One way is to make it approachable via tidyr::separate(). This depends on you knowing all possible values for your factor variable.

library(tidyverse)

original_df <- tribble(
  ~variable, ~response,
  "JobFactorDiversity", "Important", 
  "JobFactorRemote", "Not Important", 
  "JobFactorDiversity", "Not Important", 
  "WorkChallengeFrequency", "Frequent", 
  "WorkChallengeDirtyData", "Rarely" 
)

prefixes <- c("JobFactor", "WorkChallenge")
prefixes <- paste(prefixes, collapse = "|")
prefixes <- paste0("(", prefixes, ")")

original_df %>%
  mutate(variable = sub(prefixes, "\\1|", variable)) %>% 
  separate(variable, into = c("factor", "aspect"))
#> # A tibble: 5 x 3
#>   factor        aspect    response     
#> * <chr>         <chr>     <chr>        
#> 1 JobFactor     Diversity Important    
#> 2 JobFactor     Remote    Not Important
#> 3 JobFactor     Diversity Not Important
#> 4 WorkChallenge Frequency Frequent     
#> 5 WorkChallenge DirtyData Rarely

Created on 2018-01-21 by the reprex package (v0.1.1.9000).
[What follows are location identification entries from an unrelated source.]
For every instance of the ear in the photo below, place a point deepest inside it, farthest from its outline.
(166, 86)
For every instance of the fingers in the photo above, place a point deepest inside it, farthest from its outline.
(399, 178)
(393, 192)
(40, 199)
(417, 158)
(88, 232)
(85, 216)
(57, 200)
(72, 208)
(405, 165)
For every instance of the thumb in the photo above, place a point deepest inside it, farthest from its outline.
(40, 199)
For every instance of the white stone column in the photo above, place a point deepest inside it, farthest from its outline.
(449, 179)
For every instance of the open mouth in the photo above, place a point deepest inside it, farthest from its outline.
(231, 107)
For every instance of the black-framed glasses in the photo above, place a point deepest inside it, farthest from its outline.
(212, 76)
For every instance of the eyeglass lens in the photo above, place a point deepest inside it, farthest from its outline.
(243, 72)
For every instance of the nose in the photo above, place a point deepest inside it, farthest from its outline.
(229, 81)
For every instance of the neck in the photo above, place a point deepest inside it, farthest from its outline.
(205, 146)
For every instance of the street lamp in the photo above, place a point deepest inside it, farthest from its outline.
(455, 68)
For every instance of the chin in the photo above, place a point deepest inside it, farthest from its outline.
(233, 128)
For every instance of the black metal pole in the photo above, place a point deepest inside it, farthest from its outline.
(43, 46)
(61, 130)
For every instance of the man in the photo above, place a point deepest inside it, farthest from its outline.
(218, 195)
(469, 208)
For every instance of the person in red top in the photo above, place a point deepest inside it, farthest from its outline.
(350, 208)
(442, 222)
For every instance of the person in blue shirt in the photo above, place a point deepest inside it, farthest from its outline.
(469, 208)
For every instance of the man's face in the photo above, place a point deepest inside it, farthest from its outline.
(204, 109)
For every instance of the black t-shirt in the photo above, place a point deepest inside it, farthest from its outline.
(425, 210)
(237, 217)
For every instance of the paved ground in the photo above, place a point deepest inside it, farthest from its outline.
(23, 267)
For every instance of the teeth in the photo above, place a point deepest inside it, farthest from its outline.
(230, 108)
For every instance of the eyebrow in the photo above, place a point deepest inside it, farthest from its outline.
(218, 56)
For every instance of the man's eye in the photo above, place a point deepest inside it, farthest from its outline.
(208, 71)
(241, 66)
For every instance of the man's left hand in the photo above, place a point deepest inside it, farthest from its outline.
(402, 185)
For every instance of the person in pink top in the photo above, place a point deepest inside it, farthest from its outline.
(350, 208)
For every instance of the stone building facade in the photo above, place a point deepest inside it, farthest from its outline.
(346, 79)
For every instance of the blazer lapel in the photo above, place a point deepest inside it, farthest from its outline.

danr · January 21, 2018, 9:33pm

Here is an alternative approach that uses a bit more of the tidyverse

suppressPackageStartupMessages(library(tidyverse))

original_df <- tribble(
    ~variable, ~response,
    "JobFactorDiversity", "Important", 
    "JobFactorRemote", "Not Important", 
    "JobFactorDiversity", "Not Important", 
    "WorkChallengeFrequency", "Frequent", 
    "WorkChallengeDirtyData", "Rarely" 
)

desired_df <- tribble( 
    ~factor, ~aspect, ~response, 
    "JobFactor", "Diversity", "Important", 
    "JobFactor", "Remote", "Not Important", 
    "JobFactor", "Diversity", "Not Important", 
    # I'm guessing that your desired_df had a type
    # Expectations should be Frequency
    "WorkChallenge", "Frequency", "Frequent", 
    "WorkChallenge", "DirtyData", "Rarely" 
)

aspects <- "JobFactor|WorkChallenge"
responses <- glue::glue("({aspects})(.*)")

t2 <- dplyr::transmute(
    original_df, factor = 
        purrr::map_chr(variable, ~ stringr::str_extract(., aspects)),
    aspect = 
        purrr::map_chr(variable, ~ stringr::str_match(., responses)[[3]]),
 response = response)
identical(desired_df, t2)
#> [1] TRUE

robinsones · January 22, 2018, 3:06am

Thanks Jenny! Dan's is a bit more robust as this way actually fails when the aspect has a "" in it (which is does for one case, where the aspect is "A/B"). But always good to be reminded of tidyr::separate.